My assumption is that since you posted this on a suicide forum that you have decided to end it all. I used to be a principal in a high school in one of the poorest counties in America. I have been to countless funerals of young people who have taken that final step to end their lives. Living in hopelessness and despair. One time a very young and pretty girl hung herself and died. She was found in time and cut down and resusitated. She went to a mental health hold and was released. I remember when she came back to school and how she had the ring around her neck where the noose was. It wasn’t her time to go otherwise I would have been viewing her corpse in a casket like all the others. We all have our time when we will be called home and when that day comes, we won’t be able to do anything to stop it. I remember when I was young and tried to commit suicide by overdosing. After I took all the pills, I was just waiting for death to come and take me out. A strange thing happened and I began noticing things. Like my observation skills got ramped up. I noticed all the little things that I would not see anymore. The sky, the clouds, grass, animals, the warmth of the sun and on and on. I like those things and I regretted what I did and told my mother. In the ER they pumped my stomach and I lived to talk about it. But I remember that feeling that nothing was worth living for anymore.

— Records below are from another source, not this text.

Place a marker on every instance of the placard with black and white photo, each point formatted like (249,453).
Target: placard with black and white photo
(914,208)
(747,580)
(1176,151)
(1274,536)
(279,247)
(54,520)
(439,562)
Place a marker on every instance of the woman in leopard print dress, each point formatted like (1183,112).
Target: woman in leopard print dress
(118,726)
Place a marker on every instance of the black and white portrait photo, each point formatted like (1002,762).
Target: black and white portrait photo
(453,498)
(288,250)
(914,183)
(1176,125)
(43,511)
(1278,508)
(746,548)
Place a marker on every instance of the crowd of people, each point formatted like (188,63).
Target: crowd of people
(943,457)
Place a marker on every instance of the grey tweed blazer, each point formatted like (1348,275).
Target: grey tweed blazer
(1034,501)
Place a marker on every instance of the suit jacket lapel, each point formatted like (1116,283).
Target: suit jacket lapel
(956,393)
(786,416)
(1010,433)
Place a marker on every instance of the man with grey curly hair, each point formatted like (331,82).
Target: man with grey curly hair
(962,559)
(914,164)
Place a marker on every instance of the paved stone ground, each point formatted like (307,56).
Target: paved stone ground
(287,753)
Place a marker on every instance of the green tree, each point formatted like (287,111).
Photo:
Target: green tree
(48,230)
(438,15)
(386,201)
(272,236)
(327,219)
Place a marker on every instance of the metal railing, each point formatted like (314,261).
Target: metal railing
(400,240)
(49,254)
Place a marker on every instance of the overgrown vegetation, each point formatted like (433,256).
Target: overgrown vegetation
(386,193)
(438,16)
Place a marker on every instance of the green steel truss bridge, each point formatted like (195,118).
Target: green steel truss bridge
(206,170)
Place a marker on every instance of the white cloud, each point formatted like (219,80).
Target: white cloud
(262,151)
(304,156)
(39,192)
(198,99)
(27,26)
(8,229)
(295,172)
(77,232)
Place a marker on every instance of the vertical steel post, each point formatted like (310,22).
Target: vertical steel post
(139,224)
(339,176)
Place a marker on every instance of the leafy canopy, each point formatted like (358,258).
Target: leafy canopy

I have had suicidal thoughts all my life but now they don’t stick around in my head. Things get better then they get worse then they get better then they get worse. It is life. The struggle is not always a bad thing because it makes us stronger if we don’t give into it.
No I’m finally free of my of my psychotic mother.. I’m free..
You must feel a big releaf… Did she go to the clinic?
No I ran away and my dad is taking custody of me now
Im so happy for you 🙂 I hope you have a good life now. I wish you all the best!